His strategy rests on three guiding aspirations: to make Yale the most distinctively global U.S. business school, to leverage the world-class university that Yale is by making the business school the most integrated with its home university, and to be recognized as the best source of elevated leaders for all sectors and regions. These days, you'll hear similar things from many deans but few have delivered in truly creative and innovative ways as Yale has done under Snyder and his two key deputies, Senior Associate Deans Anjani Jain and David Bach, particularly in making the school far more global than rivals with truly unique programs and approaches.
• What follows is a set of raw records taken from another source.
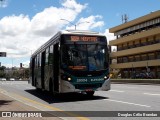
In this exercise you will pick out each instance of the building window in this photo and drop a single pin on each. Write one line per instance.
(125, 59)
(144, 57)
(47, 55)
(137, 58)
(119, 60)
(131, 58)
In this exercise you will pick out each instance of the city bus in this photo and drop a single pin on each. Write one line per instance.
(72, 61)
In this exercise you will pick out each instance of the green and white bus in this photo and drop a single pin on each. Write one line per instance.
(72, 61)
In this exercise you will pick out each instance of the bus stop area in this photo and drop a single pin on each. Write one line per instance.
(10, 105)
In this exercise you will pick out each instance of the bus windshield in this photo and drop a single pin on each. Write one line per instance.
(84, 57)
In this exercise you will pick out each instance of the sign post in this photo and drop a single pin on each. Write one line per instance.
(3, 54)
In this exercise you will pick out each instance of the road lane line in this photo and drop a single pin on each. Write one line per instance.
(116, 91)
(16, 96)
(127, 103)
(153, 94)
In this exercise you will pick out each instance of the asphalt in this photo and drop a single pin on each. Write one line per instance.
(8, 104)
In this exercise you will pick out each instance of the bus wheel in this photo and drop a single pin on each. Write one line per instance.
(90, 93)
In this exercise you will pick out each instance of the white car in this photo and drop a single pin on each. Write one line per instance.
(3, 79)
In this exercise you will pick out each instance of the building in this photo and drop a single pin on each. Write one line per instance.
(138, 47)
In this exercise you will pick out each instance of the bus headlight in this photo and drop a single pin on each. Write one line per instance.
(69, 79)
(105, 77)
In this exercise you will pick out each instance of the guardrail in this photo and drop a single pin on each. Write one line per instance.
(145, 81)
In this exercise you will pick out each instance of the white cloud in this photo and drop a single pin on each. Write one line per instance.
(110, 36)
(21, 35)
(3, 3)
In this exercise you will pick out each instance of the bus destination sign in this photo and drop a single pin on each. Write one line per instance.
(84, 38)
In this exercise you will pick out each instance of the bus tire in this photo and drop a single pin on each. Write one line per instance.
(90, 93)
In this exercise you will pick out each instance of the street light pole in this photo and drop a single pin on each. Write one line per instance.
(75, 25)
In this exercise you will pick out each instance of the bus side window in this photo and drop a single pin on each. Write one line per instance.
(50, 58)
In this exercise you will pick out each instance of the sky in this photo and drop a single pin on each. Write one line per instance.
(26, 24)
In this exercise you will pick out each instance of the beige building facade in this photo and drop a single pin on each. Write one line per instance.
(138, 47)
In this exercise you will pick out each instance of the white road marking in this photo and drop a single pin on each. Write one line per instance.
(116, 91)
(152, 94)
(127, 103)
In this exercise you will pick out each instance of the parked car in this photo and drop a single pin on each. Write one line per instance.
(3, 79)
(12, 79)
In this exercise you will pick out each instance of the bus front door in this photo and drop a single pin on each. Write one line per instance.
(56, 67)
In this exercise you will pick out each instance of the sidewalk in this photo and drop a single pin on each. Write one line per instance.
(9, 104)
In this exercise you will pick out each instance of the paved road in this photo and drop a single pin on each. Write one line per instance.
(121, 97)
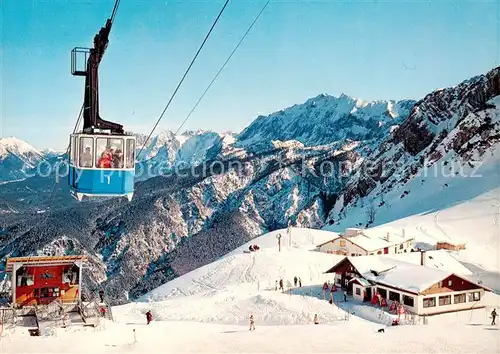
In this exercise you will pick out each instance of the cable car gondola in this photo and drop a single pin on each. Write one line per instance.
(102, 155)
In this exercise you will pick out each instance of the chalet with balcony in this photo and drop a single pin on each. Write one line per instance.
(420, 289)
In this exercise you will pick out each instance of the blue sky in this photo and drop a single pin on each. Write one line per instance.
(298, 49)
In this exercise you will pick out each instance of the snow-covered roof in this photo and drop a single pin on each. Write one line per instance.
(411, 277)
(361, 281)
(373, 242)
(440, 259)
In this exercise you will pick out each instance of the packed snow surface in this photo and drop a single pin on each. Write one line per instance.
(207, 311)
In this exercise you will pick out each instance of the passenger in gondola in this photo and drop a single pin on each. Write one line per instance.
(86, 158)
(106, 159)
(118, 159)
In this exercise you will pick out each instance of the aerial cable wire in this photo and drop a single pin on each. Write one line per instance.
(115, 9)
(223, 66)
(218, 73)
(183, 77)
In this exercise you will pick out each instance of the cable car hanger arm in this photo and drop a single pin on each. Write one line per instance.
(92, 121)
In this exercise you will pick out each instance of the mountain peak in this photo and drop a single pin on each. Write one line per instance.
(16, 146)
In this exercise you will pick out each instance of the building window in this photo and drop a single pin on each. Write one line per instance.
(86, 153)
(429, 302)
(460, 298)
(49, 292)
(47, 275)
(475, 296)
(408, 300)
(382, 292)
(393, 296)
(445, 300)
(23, 278)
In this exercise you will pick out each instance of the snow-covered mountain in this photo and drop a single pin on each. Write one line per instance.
(215, 302)
(325, 119)
(450, 138)
(277, 170)
(16, 157)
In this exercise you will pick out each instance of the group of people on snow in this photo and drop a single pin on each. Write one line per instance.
(253, 248)
(296, 281)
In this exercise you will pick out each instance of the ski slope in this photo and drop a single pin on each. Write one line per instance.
(173, 337)
(207, 311)
(227, 290)
(475, 223)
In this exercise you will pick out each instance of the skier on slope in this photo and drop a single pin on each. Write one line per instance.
(252, 323)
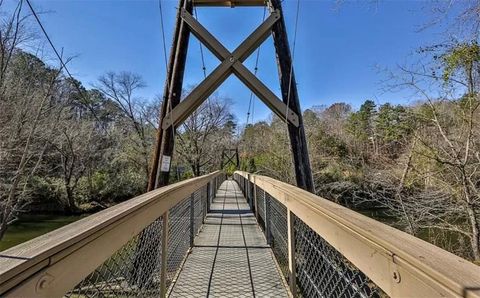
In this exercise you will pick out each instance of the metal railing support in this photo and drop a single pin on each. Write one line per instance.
(268, 233)
(247, 193)
(192, 218)
(208, 196)
(255, 198)
(292, 276)
(163, 274)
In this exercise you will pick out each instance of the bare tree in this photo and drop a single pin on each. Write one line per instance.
(204, 133)
(121, 88)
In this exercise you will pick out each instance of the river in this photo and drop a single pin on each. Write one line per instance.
(31, 226)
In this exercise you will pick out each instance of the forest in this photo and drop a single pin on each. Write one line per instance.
(71, 149)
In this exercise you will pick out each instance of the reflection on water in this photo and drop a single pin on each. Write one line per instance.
(31, 226)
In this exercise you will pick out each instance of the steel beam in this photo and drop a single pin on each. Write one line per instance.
(231, 64)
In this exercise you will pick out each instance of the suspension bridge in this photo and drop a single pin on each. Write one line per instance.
(242, 236)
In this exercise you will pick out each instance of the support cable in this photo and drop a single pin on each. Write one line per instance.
(251, 103)
(164, 45)
(291, 65)
(63, 64)
(204, 68)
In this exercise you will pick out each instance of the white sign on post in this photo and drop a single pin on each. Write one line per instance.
(165, 163)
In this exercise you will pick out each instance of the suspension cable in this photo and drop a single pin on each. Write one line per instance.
(291, 65)
(204, 68)
(164, 44)
(62, 63)
(251, 102)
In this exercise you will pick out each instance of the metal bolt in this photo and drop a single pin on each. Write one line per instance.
(396, 276)
(44, 282)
But at a time when one school after another is adding faculty and centers to support entrepreneurship, this was clearly Stanford’s year. With applications up 3.5% this past year, the school continues to boast the most highly selective MBA program in the U.S., accepting only 6.5% of its applicants. Stanford MBAs typically land among the highest first-year pay packages in the world. And MBA startups at Stanford have been at record levels in the past two years, making the school the place to incubate a business from scratch, search for capital from angel investors and VCs, and launch. This year, roughly 17% of the graduating MBAs—exactly 65 students—went the startup route. That’s about the same as last year when a record 18% chose to start new firms.
The year's single biggest improvement on the Top 100 was the University of Pittsburgh's Katz Graduate School of Business, which rose 18 places to a rank of 43rd this year. Generally, dramatic rises or falls on the P&Q list are experienced by MBA programs that suddenly appear or disappear from one of the five major rankings. In Katz's case, the school gained recognition this year from The Financial Times and Bloomberg Businessweek, surfacing this year when the school failed to make those lists previously. But Katz also gained ground at U.S. News, going from 61st to 52nd, and at The Economist, moving up from 47th to 43rd among U.S. programs.
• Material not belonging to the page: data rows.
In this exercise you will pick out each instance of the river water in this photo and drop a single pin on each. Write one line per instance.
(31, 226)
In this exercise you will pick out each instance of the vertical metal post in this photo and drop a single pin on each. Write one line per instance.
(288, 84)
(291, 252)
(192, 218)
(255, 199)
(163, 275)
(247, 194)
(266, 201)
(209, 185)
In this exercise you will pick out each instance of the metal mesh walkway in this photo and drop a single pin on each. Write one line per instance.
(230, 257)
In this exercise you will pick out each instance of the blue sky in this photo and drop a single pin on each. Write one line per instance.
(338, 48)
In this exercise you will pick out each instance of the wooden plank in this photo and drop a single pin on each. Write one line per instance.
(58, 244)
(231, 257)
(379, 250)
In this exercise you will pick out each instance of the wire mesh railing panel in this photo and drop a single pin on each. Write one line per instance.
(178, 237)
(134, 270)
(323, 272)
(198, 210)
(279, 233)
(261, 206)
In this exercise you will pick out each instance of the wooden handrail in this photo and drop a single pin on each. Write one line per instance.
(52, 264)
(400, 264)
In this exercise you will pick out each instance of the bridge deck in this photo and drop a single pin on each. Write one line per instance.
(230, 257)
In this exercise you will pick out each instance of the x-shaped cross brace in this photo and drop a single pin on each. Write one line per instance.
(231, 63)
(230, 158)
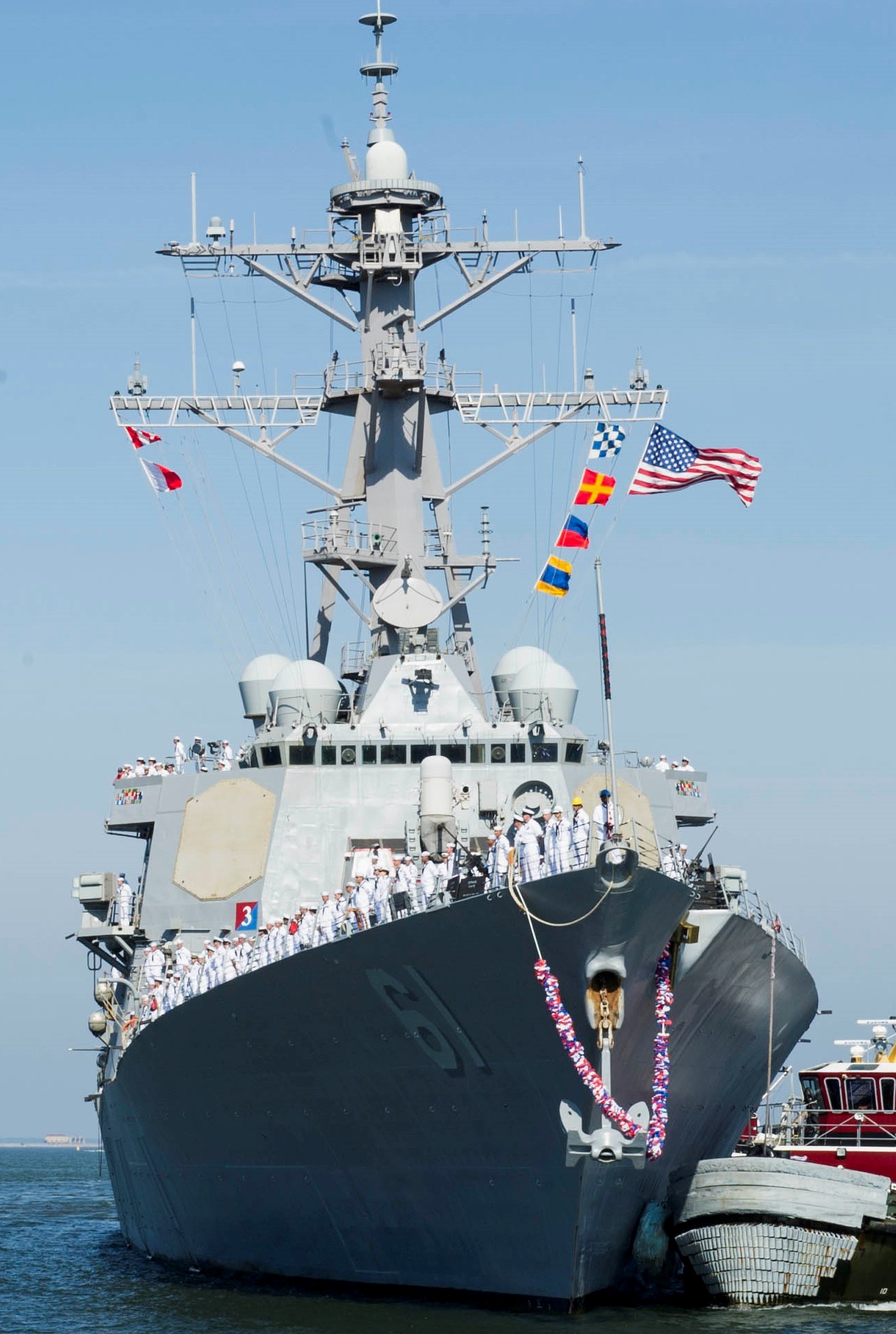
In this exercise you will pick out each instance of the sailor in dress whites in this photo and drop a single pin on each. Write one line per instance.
(327, 920)
(124, 898)
(407, 882)
(502, 862)
(528, 846)
(558, 844)
(580, 834)
(382, 906)
(153, 963)
(604, 817)
(429, 881)
(307, 927)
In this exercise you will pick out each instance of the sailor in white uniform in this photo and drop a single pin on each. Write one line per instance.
(558, 844)
(153, 963)
(307, 927)
(429, 881)
(502, 860)
(407, 880)
(180, 755)
(382, 906)
(228, 962)
(124, 898)
(604, 817)
(327, 920)
(360, 901)
(528, 847)
(580, 834)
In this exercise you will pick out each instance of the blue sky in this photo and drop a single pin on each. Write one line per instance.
(740, 150)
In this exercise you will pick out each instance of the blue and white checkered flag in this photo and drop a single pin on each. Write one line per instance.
(607, 442)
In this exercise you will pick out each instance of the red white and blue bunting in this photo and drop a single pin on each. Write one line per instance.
(590, 1077)
(659, 1102)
Other big winners this year: Brigham Young University's Marriott School of Management, up a dozen places to finish an impressive 31st; Pepperdine's Graziadio School of Business and Management, rising 14 spots to rank 69th; UT-Dallas' Jindal School of Management, also up 14 places to finish 60th; and two University of California schools, UC-Davis' Graduate School of Management and UC-San Diego's Rady School of Management, both gaining 10 positions to rank 44th and 57th, respectively.
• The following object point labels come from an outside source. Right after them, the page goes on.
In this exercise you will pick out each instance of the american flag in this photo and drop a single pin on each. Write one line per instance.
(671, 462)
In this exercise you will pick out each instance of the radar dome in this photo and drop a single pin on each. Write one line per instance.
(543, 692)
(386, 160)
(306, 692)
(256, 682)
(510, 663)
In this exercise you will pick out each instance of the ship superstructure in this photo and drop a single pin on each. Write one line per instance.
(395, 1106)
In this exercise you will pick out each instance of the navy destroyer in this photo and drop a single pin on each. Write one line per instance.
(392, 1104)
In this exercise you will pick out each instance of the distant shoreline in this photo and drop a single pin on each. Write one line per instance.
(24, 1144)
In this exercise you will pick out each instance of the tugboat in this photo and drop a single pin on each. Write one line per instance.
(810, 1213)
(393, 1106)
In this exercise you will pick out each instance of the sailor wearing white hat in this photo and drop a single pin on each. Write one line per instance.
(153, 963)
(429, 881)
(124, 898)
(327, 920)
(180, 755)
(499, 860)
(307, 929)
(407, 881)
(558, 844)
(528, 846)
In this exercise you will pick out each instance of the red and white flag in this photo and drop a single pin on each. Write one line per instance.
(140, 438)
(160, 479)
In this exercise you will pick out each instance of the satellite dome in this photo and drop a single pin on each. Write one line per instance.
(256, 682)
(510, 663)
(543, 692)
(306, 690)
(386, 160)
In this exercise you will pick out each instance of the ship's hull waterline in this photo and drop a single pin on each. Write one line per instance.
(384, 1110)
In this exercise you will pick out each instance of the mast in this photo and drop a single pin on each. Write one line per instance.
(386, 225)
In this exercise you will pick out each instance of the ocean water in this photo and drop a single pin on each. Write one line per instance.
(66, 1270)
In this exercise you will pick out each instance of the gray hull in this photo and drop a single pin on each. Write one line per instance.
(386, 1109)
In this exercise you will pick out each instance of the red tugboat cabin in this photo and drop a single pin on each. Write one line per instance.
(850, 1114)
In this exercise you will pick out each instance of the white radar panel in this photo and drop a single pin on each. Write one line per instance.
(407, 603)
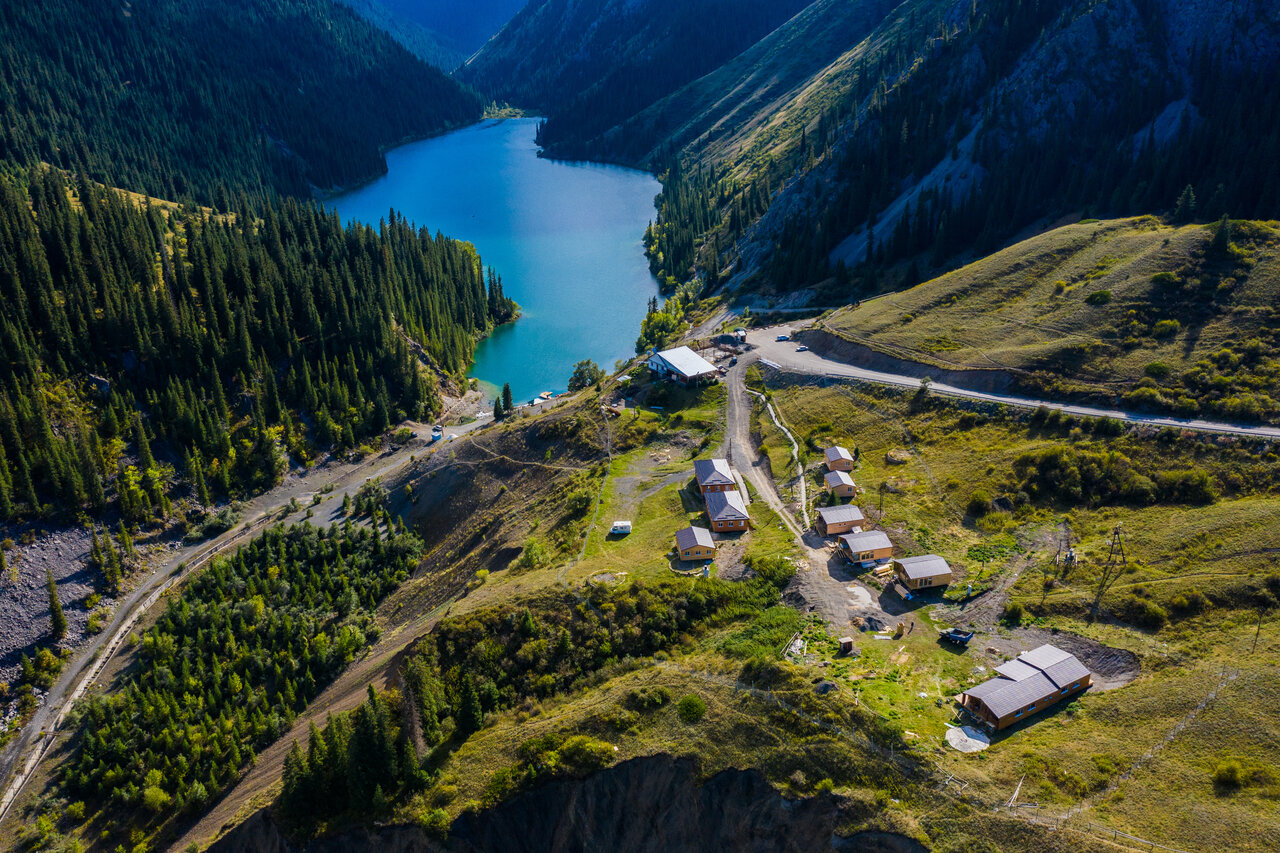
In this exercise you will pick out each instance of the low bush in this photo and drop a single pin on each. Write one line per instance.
(691, 708)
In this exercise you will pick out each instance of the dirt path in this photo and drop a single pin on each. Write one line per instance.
(823, 585)
(90, 662)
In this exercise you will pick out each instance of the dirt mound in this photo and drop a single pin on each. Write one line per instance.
(645, 804)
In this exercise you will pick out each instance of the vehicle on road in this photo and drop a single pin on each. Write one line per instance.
(955, 635)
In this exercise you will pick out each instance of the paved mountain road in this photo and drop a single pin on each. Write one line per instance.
(782, 354)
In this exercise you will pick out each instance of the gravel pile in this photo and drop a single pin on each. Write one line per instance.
(24, 605)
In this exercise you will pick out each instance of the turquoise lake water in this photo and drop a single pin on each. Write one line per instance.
(566, 238)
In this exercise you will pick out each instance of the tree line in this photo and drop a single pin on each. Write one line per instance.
(145, 347)
(472, 666)
(228, 666)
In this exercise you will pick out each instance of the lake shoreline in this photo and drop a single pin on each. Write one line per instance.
(567, 238)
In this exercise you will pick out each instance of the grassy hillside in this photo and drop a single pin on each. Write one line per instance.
(1130, 311)
(1200, 589)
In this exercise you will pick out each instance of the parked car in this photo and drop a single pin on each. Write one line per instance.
(956, 635)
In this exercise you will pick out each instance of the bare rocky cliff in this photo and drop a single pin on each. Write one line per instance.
(645, 804)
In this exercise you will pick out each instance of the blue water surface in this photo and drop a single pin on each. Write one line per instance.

And the big losers? The school that did the longest swan dive of the year was Fordham University's Graduate School of Business. Under interim dean Donna Rapaccioli, an accounting professor who has led the undergraduate program and who only got the graduate job in June of this year, Fordham plummeted 15 places to barely finish in the top 100 at a rank of 98. The school disappeared from Businessweek's new list entirely after ranking 56th two years ago and also plunged 13 places in U.S. News' ranking to finish 93rd from 79 a year earlier.
Meantime, the University of Iowa's Tippie School of Business fell 14 places to a rank of 49th, while three other well-known schools each plunged 11 positions: Babson College went from 53rd to 64th, Thunderbird fell from 65th to 76th, and Syracuse University's Whitman School dropped from 72nd to 83rd. Case Western University's Weatherhead School of Management was the only other MBA program to drop in double digits, falling ten places to a rank of 62nd.